NPSA issues spec for electronic blood tracking

  • 10 November 2006

The National Patient Safety Agency has unveiled new measures to help improve the safety of blood transfusions, including the initial specification for an electronic tracking system to ensure the right patient is matched with the right blood product.

The NPSA has worked with Serious Hazards of Transfusion (SHOT) and the Chief Medical Officer’s National Blood Transfusion Committee (NBTC) on a ‘Right patient, right blood’ project to develop and evaluate new safety strategies. The specification is one of a number of recommendations made, another key one being patient ID cards.

Professor John Lilleyman, medical director at the NPSA said: "The IT recommendation relates to the electronic tracking system for patients and blood. A key point in today’s launch is the issue of the outline specification for an Electronic Clinical Transfusion Management System."

The initial specification for an Electronic Clinical Transfusion Management System (ECTMS) is designed to help automatically match up patients to blood products, and reducing patient safety risks. The specification identifies initial IT requirements for suppliers.

The scope of the specification includes the automated tracking of blood products from ‘vein to vein’, including the initial ordering of blood transfusion for a patient, through to the taking of a blood sample for cross-matching, to administration of the blood transfusion.

Eventually it is intended that ECTMS, which also provides a specification for other clinical tracking operations, could be will make use of technology including bar coding and Radio Frequency Identification Devices (RFID).

The document specifies over functional and non–functional requirements, and is endorsed by Connecting for Health (CfH) and Informing Healthcare in Wales.
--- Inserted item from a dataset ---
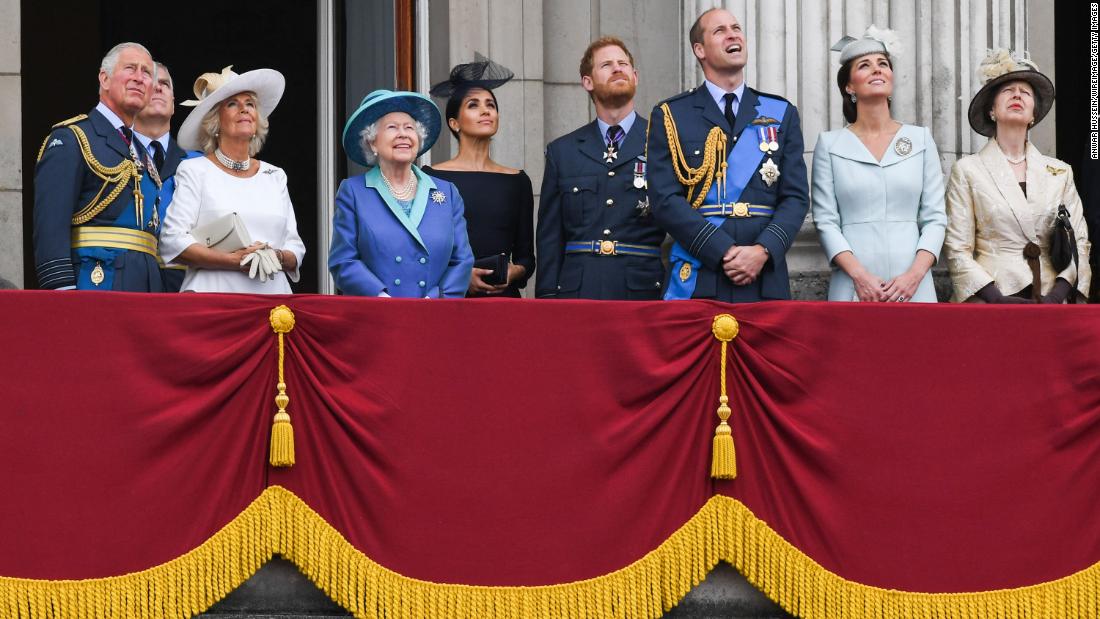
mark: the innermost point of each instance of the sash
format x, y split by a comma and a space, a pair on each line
743, 163
87, 258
NPSA plans, in conjunction with CfH, to pilot the new system at one or more English acute trust in 2007.

Professor John Lilleyman said: "Our proposed blood tracking system presents a number of challenges to the IT world. Foremost among these is the overriding need to ensure that the right patient received the right blood."

He added: "Blood transfusions involve a complex sequence of activities. Our vision for the ECTMS is of an innovative system that can make use of either bar code technology of Radio Frequency Identification (RFID) technology to eliminate errors during each stage in the chain of events."

The ECTMS specification focuses on the steps in the blood transfusion pathway, and has been based on a widely-used Software requirements Specification template offering a perspective of the system through a series of ‘use cases’ describing all the possible scenarios in each stage of the blood transfusion process.

The NPSA says that ECTMS builds on the experience of existing users of IT to support blood transfusion processes and recognises the systems will be required to integrate with server hardware, client devices and remote terminals and the document.

Starting in March 2007, CfH backed by the NPSA, will carry out a pilot with one or more acute healthcare organisations to test how the new system will be implemented.